- Nickname: Unyeada Fishing Festival
- Begins: 12 Century BC
- Location: Rivers State
- Country: Nigeria
- Activity: Fishing festival

= Ijok-Irin =

Cultural festival

Ijok-irin also known as Unyeada Fishing Festival is an annual cultural and fishing festival of the Obolo people. Ijok-irin means "Fish Fest", in Obolo languages is peculiar to Unyeada Kingdom in Andoni Local Government Area of Rivers State, Nigeria. The festival celebrated during the Summer period in Nigeria between the months of July and August to ushered in the new Fishing season of the Obolo people who are predominantly fishermen. The tradition of migrant fishermen returning home from fishing expedition cross the Gulf of Guinea with their biggest catch (usually smoke fishes) to observe the Ijok-irin is till visible with the Unyeada people.

==History ==
According to oral tradition of Unyeada people, the origin age-long Ijok-irin festival is traced to the very existence of the people. Obolo socio-cultural structure like other riverine environment was built around marine society. This has also influenced most of belief system and tradition. The festival originated about 12 Century BC.

Obolo people occupied the longest stretch of the Niger Delta coastal shoreline, invariably they are predominantly fishermen. They often migrate across the Gulf of Guinea on fishing expedition. Obolo fishermen are found in Togo, Cameroon, Equatorial Guinea and Gabon.
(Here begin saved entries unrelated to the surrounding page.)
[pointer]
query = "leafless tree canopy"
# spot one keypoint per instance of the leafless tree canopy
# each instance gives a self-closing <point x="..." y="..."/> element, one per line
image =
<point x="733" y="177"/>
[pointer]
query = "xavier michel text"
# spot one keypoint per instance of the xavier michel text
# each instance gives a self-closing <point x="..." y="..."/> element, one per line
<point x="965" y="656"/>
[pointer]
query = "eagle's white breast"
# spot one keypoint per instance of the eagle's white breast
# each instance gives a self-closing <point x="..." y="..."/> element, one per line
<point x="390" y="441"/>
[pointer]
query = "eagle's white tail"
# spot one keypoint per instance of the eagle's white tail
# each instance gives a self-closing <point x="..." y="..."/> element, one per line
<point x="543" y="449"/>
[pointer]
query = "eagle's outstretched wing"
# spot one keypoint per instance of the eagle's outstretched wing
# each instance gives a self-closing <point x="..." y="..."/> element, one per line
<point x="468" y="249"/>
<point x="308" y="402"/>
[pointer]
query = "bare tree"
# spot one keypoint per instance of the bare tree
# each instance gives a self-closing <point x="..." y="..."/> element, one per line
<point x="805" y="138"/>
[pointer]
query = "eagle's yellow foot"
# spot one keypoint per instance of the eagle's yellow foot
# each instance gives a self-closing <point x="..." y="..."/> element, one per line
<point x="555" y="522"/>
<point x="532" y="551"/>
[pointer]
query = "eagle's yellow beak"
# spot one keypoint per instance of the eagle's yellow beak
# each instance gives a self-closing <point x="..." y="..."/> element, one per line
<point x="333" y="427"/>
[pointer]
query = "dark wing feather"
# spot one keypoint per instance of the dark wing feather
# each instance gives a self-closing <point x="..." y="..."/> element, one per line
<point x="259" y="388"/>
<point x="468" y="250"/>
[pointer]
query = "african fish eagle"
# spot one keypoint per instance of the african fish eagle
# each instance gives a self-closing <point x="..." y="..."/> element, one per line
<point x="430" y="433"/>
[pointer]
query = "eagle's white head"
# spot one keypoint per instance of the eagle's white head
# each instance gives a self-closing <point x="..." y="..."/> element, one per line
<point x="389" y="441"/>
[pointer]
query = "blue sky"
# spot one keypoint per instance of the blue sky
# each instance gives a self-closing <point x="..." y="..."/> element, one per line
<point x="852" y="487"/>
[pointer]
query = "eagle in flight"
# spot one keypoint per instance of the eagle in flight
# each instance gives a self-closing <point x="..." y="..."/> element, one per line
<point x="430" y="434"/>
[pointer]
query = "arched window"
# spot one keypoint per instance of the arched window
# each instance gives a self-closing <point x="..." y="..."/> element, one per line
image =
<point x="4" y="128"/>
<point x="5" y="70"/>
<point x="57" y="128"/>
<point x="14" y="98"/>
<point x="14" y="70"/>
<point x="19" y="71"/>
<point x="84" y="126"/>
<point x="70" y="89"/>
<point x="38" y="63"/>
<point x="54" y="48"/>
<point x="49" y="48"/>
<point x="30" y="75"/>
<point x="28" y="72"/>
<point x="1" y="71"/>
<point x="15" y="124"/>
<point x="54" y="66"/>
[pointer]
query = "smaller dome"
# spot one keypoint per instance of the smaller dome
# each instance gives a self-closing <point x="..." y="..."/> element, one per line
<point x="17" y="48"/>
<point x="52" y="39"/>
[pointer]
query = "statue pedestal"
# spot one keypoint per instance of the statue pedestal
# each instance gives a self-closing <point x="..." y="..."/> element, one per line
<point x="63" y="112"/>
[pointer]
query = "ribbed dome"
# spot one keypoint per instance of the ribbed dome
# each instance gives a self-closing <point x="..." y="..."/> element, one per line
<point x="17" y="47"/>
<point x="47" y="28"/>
Also, Oyorokoto in Andoni, is sometimes referred to as the "largest fishing settlement in the West Africa coast".

Before the advent of Christianity in the Niger Delta, it was regarded as a taboo in Obolo tradition for a fisherman to solely eat or sells his biggest catch. In fact, such could attracts a severe penalty and even led to the banishment of the erring fisherman and his family from the community. Catching of the biggest fish connotes dexterity, strength and bravery similar to hunting a big animal. It's attracts the Royal blessing and award from the King (Okaan-Ama) of Unyeada Kingdom, His Eminence, King (Dr.) Israel Uzamandeng JP, Otuo Ogbalakon IX.

==Features ==

In the pre-colonial era, there are many activities culminating the festival, usually Obolo annual calendar begins during this period of festival.